The widening gap between the tom and spot dollar rates has allowed an odd type of ‘dual exchange rate’ to develop with some exporters being able to negotiate a higher rate for their dollars, while some importers are getting forex at a lower rate.
The rupee has been steadily depreciating after the country abandoned a ‘hard peg’ or currency board, which has kept the exchange fixed till 1950 and established a money printing central bank, which made the dollar peg ‘soft’ or ‘non-credible.’
In the past, when high levels of money printing caused a ‘shortage’ of dollars, Sri Lanka has resorted to so-called dual exchange rates, exchange controls and import controls which eventually culminated in a ‘closed economy’ in the 1970s. The gap between the controlled ‘spot’ US dollar rate (settlement done two days after trade), cash (same day) and tom (one day after trade) has widened in recent days.
The majority of trading is usually done in ‘spot’ deals in normal times but the market has started to watch tom deals as the market benchmark in recent days.
Monday’s low of 114.30/35 rupees against the US currency compares against 114.10/20 levels seen last week.
To buy spot dollars at 113.85 rupees – where the monetary authority is trying to defend a peg – a commercial bank has to disclose information on specific import bills.
The Sri Lanka rupee has been under pressure from around mid-September due to liquidity injections from the Central Bank to cover dollar interventions.
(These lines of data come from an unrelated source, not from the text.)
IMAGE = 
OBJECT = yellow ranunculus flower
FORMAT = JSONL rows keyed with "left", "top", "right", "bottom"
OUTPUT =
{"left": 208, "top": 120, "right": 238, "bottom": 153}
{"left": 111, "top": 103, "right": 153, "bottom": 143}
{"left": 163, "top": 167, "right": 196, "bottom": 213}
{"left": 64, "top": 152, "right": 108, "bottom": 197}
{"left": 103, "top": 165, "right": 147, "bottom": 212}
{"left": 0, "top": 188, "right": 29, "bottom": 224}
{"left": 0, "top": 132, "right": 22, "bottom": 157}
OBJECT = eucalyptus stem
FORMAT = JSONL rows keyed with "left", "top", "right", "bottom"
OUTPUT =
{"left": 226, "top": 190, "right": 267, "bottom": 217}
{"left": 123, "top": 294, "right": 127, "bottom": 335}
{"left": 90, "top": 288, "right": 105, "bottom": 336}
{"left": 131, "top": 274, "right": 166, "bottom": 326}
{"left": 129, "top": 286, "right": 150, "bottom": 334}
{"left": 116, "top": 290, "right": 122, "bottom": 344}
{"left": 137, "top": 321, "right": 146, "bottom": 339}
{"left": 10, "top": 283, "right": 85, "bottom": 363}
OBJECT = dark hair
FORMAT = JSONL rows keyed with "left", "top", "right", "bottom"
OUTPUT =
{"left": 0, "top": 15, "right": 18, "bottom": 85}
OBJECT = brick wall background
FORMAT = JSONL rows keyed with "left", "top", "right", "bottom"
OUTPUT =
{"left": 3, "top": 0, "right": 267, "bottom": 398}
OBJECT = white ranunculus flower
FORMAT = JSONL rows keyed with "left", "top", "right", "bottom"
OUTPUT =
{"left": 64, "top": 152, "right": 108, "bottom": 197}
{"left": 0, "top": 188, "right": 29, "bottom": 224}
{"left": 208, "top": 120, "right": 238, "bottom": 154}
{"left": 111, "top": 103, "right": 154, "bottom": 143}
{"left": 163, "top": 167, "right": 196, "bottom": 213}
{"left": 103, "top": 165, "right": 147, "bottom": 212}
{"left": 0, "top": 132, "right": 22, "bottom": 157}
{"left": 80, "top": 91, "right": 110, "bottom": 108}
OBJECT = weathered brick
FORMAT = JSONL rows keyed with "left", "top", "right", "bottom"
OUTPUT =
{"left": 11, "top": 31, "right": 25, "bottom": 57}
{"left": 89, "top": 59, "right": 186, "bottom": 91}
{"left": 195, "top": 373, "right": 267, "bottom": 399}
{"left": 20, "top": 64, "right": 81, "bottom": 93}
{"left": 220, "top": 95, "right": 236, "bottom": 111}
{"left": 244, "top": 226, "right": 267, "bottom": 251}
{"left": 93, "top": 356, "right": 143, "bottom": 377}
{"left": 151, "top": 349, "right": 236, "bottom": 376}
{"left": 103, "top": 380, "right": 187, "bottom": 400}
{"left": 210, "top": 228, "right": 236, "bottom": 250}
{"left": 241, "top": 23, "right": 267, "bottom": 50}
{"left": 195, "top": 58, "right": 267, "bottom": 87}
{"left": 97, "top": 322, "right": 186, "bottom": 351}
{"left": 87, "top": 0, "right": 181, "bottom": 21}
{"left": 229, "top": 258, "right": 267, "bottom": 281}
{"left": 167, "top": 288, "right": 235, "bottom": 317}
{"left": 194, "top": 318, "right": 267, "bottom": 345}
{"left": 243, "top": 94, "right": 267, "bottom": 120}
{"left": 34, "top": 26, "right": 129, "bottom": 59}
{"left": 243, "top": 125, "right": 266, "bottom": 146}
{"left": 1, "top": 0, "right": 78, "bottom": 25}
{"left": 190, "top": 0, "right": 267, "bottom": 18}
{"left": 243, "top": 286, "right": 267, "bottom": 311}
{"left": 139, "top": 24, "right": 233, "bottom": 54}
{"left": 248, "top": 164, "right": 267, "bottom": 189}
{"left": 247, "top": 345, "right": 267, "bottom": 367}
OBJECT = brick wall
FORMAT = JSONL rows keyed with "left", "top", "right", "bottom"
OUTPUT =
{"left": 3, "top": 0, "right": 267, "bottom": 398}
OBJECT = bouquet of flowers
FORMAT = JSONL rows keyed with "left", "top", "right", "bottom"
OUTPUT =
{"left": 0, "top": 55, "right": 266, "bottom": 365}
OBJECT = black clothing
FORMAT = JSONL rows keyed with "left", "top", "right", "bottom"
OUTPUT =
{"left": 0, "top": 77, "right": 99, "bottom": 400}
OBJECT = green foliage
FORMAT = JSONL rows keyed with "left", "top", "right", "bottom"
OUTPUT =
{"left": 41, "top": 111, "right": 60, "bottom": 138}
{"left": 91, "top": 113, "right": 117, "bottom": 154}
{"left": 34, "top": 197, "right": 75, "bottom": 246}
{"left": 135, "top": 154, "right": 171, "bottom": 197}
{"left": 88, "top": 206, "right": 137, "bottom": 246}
The monetary authority has also steadily lost foreign reserves. Official reserves fell from around 3.4 billion dollars in September to 2.0 billion dollars in November.
The liquidity drain from foreign reserves has been offset by printing domestic money, setting off a depreciation and liquidity injection spiral.
Since November more than 600 million dollars of liquidity injections have been made.